ETS expansion risks undermining competitiveness of UK ports

The UK Emissions Trading Scheme Authority has issued an interim response to the 2024 consultation on expanding the scheme to the maritime sector.

The Authority confirmed it will proceed with plans to bring offshore vessels into the UK ETS ahead of the European Union’s timeline an approach that may significantly increase the cost of using UK ports.

While the stated goal is to align the UK and EU carbon pricing systems, the decision to include vessels servicing the offshore energy industry earlier than the EU could have unintended consequences, particularly for the UK’s competitiveness in offshore wind and energy support logistics.



Mark Simmonds, Director of Policy at the British Ports Association, voiced strong concerns over the announcement, expressing his disappointment by what they see as a self-inflicted blow to UK ports’ competitiveness especially those supporting offshore wind projects and working with European operators.

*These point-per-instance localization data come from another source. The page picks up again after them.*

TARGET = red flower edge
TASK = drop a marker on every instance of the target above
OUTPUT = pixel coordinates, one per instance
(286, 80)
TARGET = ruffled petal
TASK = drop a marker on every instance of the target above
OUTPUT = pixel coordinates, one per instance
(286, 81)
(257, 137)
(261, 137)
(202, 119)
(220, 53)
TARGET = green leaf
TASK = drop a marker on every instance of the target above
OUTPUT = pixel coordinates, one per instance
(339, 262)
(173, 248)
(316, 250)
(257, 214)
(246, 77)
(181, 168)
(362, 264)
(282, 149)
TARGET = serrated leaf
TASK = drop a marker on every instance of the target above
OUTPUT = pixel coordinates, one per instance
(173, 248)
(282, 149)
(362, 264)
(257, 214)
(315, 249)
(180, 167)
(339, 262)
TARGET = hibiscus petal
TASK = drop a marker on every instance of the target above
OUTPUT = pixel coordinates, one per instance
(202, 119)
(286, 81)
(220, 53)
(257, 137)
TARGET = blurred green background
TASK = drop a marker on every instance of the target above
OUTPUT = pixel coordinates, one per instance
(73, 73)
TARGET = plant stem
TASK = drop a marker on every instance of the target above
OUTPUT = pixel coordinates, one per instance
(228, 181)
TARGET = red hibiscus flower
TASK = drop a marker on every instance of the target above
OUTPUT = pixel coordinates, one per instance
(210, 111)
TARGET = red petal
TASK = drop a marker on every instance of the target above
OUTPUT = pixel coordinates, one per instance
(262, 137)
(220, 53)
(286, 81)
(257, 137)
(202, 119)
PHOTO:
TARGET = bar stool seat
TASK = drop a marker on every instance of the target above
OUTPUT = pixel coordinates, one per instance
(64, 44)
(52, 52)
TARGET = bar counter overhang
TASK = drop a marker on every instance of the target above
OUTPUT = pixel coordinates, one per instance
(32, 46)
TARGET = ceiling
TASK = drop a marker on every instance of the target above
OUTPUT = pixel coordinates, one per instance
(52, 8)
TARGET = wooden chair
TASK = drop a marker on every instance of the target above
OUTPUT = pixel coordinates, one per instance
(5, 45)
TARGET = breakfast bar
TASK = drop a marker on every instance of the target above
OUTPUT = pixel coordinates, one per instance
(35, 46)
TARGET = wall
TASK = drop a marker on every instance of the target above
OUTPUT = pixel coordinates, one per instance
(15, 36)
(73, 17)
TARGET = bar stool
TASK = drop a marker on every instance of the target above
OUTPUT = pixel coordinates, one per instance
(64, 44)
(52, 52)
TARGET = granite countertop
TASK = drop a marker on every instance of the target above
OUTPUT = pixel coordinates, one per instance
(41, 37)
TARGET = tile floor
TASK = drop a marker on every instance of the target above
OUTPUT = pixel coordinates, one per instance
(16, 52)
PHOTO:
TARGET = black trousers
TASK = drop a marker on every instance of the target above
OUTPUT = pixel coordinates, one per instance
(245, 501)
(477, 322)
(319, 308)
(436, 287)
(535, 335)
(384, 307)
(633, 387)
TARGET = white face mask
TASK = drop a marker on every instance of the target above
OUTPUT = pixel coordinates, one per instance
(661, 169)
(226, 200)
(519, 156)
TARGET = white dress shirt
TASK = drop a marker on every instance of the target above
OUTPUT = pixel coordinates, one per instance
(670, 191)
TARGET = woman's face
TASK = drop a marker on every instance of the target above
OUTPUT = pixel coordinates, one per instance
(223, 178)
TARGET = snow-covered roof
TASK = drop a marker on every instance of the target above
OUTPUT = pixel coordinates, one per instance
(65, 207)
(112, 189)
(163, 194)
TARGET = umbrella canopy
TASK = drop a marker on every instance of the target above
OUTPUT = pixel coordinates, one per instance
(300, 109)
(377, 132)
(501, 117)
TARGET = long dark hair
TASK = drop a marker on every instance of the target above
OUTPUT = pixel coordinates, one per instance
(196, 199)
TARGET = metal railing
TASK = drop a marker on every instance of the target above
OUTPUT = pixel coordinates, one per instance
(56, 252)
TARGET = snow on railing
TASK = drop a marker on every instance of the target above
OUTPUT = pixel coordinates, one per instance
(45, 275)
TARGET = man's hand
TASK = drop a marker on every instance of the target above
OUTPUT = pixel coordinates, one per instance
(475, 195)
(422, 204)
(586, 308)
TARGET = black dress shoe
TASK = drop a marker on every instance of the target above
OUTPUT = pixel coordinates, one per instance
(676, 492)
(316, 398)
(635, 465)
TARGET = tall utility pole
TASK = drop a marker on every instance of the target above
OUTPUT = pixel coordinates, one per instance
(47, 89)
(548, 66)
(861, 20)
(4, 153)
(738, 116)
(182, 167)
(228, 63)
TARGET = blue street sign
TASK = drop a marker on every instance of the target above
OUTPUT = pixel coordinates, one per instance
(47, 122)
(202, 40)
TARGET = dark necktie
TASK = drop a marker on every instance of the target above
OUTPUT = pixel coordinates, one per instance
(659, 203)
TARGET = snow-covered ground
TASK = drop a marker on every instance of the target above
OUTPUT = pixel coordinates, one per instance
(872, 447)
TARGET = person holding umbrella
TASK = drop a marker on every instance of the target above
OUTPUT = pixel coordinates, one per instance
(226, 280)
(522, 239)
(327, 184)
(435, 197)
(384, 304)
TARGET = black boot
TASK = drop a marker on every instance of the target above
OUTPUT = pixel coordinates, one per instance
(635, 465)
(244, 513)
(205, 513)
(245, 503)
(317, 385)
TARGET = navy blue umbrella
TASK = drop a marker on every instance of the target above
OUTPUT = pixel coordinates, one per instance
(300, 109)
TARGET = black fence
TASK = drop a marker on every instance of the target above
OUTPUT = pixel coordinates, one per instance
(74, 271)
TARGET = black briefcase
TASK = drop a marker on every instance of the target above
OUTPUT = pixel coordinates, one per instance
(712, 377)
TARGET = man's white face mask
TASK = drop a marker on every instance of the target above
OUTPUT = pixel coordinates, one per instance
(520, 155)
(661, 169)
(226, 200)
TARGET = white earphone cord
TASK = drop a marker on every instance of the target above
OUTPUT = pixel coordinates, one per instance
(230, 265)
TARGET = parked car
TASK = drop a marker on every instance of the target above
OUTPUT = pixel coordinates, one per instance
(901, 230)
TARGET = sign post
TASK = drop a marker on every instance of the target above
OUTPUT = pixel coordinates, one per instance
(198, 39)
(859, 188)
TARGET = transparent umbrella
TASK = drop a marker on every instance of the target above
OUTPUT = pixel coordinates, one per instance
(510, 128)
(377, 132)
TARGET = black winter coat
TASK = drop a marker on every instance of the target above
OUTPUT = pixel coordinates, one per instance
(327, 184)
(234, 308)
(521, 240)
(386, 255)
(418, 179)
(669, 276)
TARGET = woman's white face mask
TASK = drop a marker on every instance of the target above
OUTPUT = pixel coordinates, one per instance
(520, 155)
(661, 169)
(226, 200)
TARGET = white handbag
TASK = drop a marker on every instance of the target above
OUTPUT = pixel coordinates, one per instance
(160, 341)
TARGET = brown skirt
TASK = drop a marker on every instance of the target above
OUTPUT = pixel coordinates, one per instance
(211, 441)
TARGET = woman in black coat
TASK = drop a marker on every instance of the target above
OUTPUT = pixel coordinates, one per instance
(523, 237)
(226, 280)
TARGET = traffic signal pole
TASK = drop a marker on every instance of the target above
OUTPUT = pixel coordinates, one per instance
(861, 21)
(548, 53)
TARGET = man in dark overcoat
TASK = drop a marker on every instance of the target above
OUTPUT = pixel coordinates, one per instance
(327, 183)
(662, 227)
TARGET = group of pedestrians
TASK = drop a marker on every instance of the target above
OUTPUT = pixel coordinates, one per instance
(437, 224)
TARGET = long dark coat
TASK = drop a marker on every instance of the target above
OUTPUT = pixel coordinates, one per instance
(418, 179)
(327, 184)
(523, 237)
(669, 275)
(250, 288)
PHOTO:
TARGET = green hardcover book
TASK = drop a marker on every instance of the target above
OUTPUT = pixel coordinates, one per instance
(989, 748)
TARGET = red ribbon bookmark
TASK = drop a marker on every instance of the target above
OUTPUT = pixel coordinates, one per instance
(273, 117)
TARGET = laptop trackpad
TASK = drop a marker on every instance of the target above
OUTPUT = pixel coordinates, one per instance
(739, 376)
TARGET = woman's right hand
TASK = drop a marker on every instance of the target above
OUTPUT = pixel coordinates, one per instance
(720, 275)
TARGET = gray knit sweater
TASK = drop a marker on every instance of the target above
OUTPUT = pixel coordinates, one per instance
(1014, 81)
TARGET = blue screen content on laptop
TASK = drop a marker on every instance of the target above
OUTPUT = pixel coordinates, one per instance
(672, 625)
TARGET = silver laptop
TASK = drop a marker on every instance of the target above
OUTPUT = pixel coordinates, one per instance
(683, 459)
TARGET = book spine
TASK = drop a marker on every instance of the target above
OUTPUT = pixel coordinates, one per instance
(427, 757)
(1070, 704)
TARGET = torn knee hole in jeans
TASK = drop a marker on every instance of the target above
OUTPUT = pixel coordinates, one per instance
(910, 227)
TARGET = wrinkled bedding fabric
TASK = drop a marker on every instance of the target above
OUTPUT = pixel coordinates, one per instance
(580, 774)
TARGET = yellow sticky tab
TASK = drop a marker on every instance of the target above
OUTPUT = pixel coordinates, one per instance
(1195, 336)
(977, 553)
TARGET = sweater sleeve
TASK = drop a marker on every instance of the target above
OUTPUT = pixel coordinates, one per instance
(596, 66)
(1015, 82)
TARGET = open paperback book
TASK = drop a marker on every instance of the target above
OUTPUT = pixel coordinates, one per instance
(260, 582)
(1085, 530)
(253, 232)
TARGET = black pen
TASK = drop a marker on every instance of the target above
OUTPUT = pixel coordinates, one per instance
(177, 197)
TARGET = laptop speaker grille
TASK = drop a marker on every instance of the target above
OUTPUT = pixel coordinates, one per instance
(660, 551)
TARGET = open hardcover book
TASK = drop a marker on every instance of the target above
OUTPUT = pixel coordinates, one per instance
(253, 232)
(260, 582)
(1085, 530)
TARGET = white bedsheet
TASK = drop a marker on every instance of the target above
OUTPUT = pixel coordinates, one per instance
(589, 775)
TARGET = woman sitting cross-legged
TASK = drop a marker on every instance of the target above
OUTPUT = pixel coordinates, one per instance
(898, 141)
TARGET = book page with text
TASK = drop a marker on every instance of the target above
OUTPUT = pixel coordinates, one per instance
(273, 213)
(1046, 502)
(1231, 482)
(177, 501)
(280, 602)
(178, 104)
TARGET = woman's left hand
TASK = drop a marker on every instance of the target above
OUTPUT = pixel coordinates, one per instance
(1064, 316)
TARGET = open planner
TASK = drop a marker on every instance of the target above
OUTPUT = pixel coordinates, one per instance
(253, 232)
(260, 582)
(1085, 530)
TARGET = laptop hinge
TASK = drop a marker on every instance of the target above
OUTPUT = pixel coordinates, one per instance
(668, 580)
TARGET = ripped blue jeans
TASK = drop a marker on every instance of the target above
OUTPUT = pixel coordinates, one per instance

Simmonds further criticized the rapid implementation timeline and lack of transitional measures saying it’s difficult to understand why the UK is pushing forward so aggressively without the phased introduction that other industries have received, without de minimis thresholds to protect smaller operators, and with no plan to withdraw the scheme once international regulations come into effect later this decade.

The British Ports Association has long advocated for balanced, internationally harmonized regulation in maritime carbon pricing. The current UK approach, it argues, risks damaging the very industries it aims to support in the transition to cleaner energy.